Von W. überraschend auf den Tisch gestellt. Im Gepäck mitgebracht. Für sich selbst reserviert. Passeport, wurde bei der Inthronisation eines Chief in der Hand gehalten.

Ich bin sofort hin und weg. Diese Anmut! Diese erotische Energie! Und für jedes Fluchtgepäck geeignet!

Ich entscheide mich sofort zu Hause, eine Mutter-und Kind-Figur mit Shankadi-Stufenfrisur wegzugeben, die ein halbes Jahr zuvor von allen Freunden als „schön“ gelobt worden war. In der Nachbarschaft der schönen Karyatide verblasst sie zu einem schlichten Teenager mit Baby auf dem Schoß, wie man es von den Yombe-Maternités zur Genüge kennt

Genauer hinsehen und  genau beschreiben.

  • Eine ausnehmend schöne Frau. Sie hat wunderbare Augenbrauen, ausdrucksvolle Augen, ein aristokratisch schmales Gesicht mit keck hervorspringender Nase und vollen Lippen. Sie trägt einen Armreif, zarte Gesichtsnarben, dazu drei Halswülste, auf engstem Raum plastisch aufliegende Brüste, Nabel und Schmucknarben.

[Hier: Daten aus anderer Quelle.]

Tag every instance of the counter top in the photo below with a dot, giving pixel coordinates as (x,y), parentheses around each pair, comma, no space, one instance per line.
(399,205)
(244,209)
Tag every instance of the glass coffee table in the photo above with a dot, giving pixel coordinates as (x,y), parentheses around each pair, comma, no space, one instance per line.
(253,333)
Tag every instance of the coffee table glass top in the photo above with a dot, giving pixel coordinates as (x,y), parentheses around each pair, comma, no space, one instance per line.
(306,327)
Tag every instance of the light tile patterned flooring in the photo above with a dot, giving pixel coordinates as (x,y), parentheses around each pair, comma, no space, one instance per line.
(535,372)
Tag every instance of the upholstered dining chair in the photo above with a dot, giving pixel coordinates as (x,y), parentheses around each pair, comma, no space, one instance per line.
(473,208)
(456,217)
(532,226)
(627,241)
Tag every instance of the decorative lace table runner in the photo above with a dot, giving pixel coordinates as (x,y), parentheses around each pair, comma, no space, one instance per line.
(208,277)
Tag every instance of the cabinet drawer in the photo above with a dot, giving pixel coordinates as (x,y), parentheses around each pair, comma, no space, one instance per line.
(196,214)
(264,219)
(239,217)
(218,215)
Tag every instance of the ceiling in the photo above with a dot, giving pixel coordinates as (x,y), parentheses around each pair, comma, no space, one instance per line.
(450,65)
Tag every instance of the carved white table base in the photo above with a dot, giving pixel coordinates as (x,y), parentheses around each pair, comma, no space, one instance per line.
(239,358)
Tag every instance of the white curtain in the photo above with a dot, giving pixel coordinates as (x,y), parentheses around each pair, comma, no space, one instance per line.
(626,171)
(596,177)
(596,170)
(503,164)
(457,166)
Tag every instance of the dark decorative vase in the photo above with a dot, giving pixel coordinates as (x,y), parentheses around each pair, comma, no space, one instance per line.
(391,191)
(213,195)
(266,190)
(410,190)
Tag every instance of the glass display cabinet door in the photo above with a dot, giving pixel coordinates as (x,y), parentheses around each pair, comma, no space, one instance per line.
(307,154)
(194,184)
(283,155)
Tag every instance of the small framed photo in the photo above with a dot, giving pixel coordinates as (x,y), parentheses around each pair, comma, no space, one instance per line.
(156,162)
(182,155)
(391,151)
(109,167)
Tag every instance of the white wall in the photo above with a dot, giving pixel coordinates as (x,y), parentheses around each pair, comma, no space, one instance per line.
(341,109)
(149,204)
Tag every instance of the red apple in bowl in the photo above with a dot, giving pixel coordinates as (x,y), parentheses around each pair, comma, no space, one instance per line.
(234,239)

Darunter liegt das Geschlecht diskret aber ‚sprechend’ im Schatten. Die hellen Innenschenkel entspringen dort. – Es braucht mehr Worte, um diese Wirkungen zu beschreiben, als es Schnitte brauchte, um sie zu bewirken. Die Figur hat die Anmutung einer dunkel patinierten Kleinbronze. Nichts ist ‚hölzern’, selbst die beiden Teller oben und unten nicht.
  • Die Radikalität von schlankem Kopf und Frisur, 9,5 cm lang, nur 4,5 cm breit (mit Ohren 6 cm)! Gesamthöhe mit beiden Tellern: 22 cm (vorn) – 21 cm (hinten)
  • Der Schmuck: Tropfen oberhalb Nabel R&R cat. 97, 98, Sichelnarbe unter dem Nabel und zwei Armreifen am linken Arm
  • Die Freiheit der langen Glieder mit der Beweglichkeit einer Shiva oder einer Spinne: die Arme sind länger und stärker als die Beine. Die starken und leicht angehobenen Oberarme von 14,5 cm Länge wachsen gerade aus den Schultern. Die Figur kniet nicht, sie steht nicht auf kurzen Beinen, sondern sie entblößt entspannt die Innenseiten ihrer langen Beine……. Die Füße stützen sich bloß auf die Fersen, die Auflagefläche des Steißbeins ist sehr klein. Welche Leichtigkeit!
  • Daraus ergibt sich überraschend eine Szene in Momentaufnahme: Die Frau scheint sich gerade die runde Sitzschale auf dem Kopf zu justieren. Die rechte stützt die Platte, die linke Hand rückt eben das Kopfpolster zurecht , was die Platte leicht nach hinten absenkt und verschiebt.

Verwendete Literatur

Bei den Recherchen über mehrere Monate stieß ich auf ganz unterschiedliche Literatur. Deren Liste stelle ich zur besseren Übersicht voran – in chronologischer Reihenfolge .
  1. Agthe, Johanna: Luba Hemba – Werke unbekannter Meister, Bestandskatalog, Museum für Völkerkunde Frankfurt am Main 1983
  2. Kerchache, J. + Paudrat, J.L. + Lucien, St. : Kunst des schwarzen Afrika, deutsch Herder 1989
  3. University of the Witwatersrand Art Galleries, Annita Nettleton: The Collection of W.F.P. Burton 1992, darin: Barbara von Barsewisch: Female Status in Luba Art.   S.39-49
  4. Dewey, William J. : Sleeping Beauties J.L. Joss Collection of African Headrests at UCLA p.69
  5. Neyt, Francois: LUBA – Aux Sources du Zaire, Musée Dapper, Nov. 1993
  6. Petit, Pierre: LUBA – Aux Sources …, Review in African Arts autumn 1996 pp.87-89, 96 African Arts (journal) -#59FF60
  7. Nooter Roberts,M. & Roberts, A. F.: Memory and the Making of History , MAA N.Y. 1996
  8. Roy, Christopher D.: KILENGI, afrikanische Kunst aus der Sammlung Bareiss, Kestner Hannover o.J. 1997
  9. Forkl, Hermann: Heil- und KörperKunst in Afrika, Linden Museum Stuttgart 1997
  10. Petit, Pierre: Art et histoire des Luba méridionaux Partie II – Ethnicité, histoire politique et ateliers sur les frontières sud du royaume, ANTHROPOS 100. 2005: p.17-33
  11. Art from Zaîre – 100 Masterworks from the National Collection“ (IMNZ, Kinshasa & The African-American Institute s.1953) 1975, Katalog Joseph Cornet   (im Nachtrag Aug. 2019)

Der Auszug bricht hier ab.